Dziś przed Okręgowym Sądem Karnym Morza Czerwonego rozpoczyna się rozprawa polskiego obywatela oskarżonego o próbę przemytu narkotyków. Do zdarzenia doszło 7 stycznia tego roku na międzynarodowym lotnisku w Hurghadzie. Mężczyzna przyleciał do Egiptu czarterem z Katowic.
Jak podała prokuratura "w bagażu mężczyzny legitymującego się polskim paszportem znaleziono pewną ilość marihuany. Do wykrycia narkotyków doszło podczas rutynowej kontroli w hali przylotów lotniska w Hurghadzie. Marihuana zapakowania w specjalne torebki została znaleziona w walizce turysty, pomiędzy ubraniami".
Po śledztwie prokuratury i oskarżeniu Polaka o przemyt, sprawa trafiła do sądu.
Według Centralnej Administracji Celnej i Morskiej Morza Czerwonego Regionu Południowego Polak naruszył wówczas przepisy Ustawy Antynarkotykowej, Prawo Celne, Prawo Komunikacyjne oraz Prawo Importowe i Eksportowe.
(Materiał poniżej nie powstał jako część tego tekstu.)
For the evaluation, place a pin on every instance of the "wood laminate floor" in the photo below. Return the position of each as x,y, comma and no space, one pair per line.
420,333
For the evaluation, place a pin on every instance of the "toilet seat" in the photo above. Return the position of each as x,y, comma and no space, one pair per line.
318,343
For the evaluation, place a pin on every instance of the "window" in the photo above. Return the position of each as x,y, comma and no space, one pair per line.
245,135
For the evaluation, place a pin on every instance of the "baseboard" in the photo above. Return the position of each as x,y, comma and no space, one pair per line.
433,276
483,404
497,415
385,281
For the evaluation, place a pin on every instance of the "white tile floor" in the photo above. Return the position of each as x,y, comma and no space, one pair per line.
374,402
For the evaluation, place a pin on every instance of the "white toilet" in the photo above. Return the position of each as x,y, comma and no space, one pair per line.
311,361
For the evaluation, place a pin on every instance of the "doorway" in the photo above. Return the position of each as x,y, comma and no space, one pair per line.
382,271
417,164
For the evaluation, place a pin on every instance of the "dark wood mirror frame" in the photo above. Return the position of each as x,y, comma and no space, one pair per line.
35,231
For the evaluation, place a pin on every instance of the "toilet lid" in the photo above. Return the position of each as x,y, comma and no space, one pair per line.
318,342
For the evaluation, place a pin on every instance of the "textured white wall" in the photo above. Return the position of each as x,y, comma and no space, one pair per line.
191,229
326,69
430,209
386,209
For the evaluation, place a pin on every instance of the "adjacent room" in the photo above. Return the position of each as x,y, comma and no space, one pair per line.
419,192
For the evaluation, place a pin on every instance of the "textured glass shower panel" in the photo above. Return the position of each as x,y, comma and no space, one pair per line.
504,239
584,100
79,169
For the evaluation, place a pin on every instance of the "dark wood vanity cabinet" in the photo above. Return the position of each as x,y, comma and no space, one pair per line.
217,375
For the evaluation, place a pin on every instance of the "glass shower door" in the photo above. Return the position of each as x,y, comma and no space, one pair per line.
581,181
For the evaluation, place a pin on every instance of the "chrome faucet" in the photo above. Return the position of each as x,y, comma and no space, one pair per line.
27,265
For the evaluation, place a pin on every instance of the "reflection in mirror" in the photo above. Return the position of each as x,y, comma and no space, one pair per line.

W Egipcie posiadanie, handel i zażywanie narkotyków jest zabronione. Przemyt wszelkiego rodzaju narkotyków (w tym również marihuany, a nawet maku) karany jest wieloletnim więzieniem, dożywociem, a nawet śmiercią.
Niestety nie udało się nam zweryfikować informacji, czy polski obywatel od 7 stycznia - czyli od momentu zatrzymania - do dziś, przebywał w areszcie śledczym w Hurghadzie.